UNITED STATES

U.S. moonshot began 50 years ago with a disaster

January 27, 2017

NASA commemorates the 50th anniversary of the deaths of the pioneers of the U.S. moonshot, astronauts Gus Grissom, Ed White and Roger Chaffee. The crew of Apollo 1, they perished in a flash fire in their space capsule on the launch pad at Cape Canaveral in Florida. The mistakes uncovered during the inquiry helped NASA to engineer safer Apollo missions on the way to the historic Moon landing of Jul 20, 1969.

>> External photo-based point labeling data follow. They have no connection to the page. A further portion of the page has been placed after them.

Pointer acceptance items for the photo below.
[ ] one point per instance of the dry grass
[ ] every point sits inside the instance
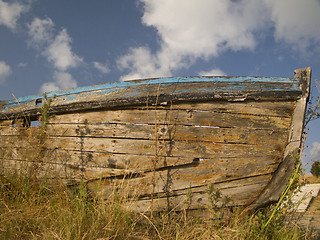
(36, 209)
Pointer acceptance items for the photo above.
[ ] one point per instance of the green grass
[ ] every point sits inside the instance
(37, 209)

The three astronauts may be honored by a new monument at Arlington National Cemetery in Virginia. The Apollo 1 Memorial Act was introduced in Congress in Sep 2016.,

They died on Jan 27, 1967, during preflight tests at the Kennedy Space Center for the first low-orbit flight of the new Apollo command and service module. Had the flight, set for Feb 21, happened, Flight Commander Grissom would have kept the module in orbit for 14 days, six more days than was needed to reach, land on and return from the Moon. Apollo 2 and Apollo 3 had already been scheduled. Apollo missions were suspended for 20 months after the accident, with Apollo 7 finally fulfilling the goals of Apollo 1.

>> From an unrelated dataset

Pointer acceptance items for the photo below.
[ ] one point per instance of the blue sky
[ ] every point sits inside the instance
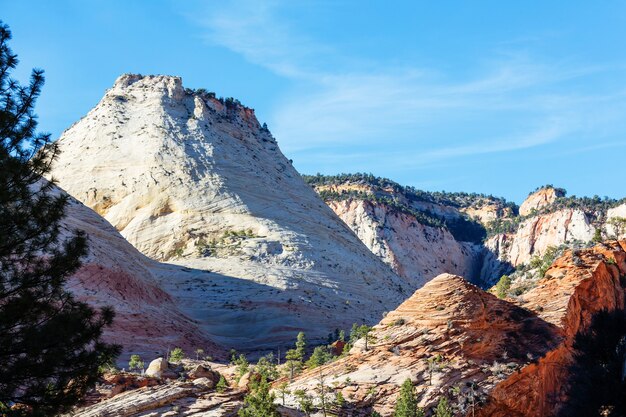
(487, 96)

Apollos 11, 12, 14, 15, 16 and 17 landed astronauts on the Moon. The programme was retired with the 17th landing in Dec 1972.

The subsequent inquiry highlighted five major mistakes. Experts then and since have pointed to the Soviet Union’s lead in the space race as a contributing factor. The Soviets had launched Sputnik a decade earlier and had been racking up firsts in Space. NASA raced to be first to the Moon, with lapses that contributed to the the loss of Apollo 1.

According to NASA, “the Board’s investigation revealed many deficiencies in design and engineering, manufacture, and quality control. As a result of the investigation, major modifications in design, materials, and procedures were implemented.”

The safety changes helped save astronauts on the Apollo 13 mission, when an oxygen tank exploded en route to the moon in Apr 1970.

The Apollo 1 anniversary marks a solemn week at NASA, falling the day before the 31st anniversary of the Challenger explosion on Jan 28, 1986, in which seven astronauts died. Four days later marks the anniversary of the Columbia shuttle breakup of Feb 1, 2003, which killed another seven-strong team.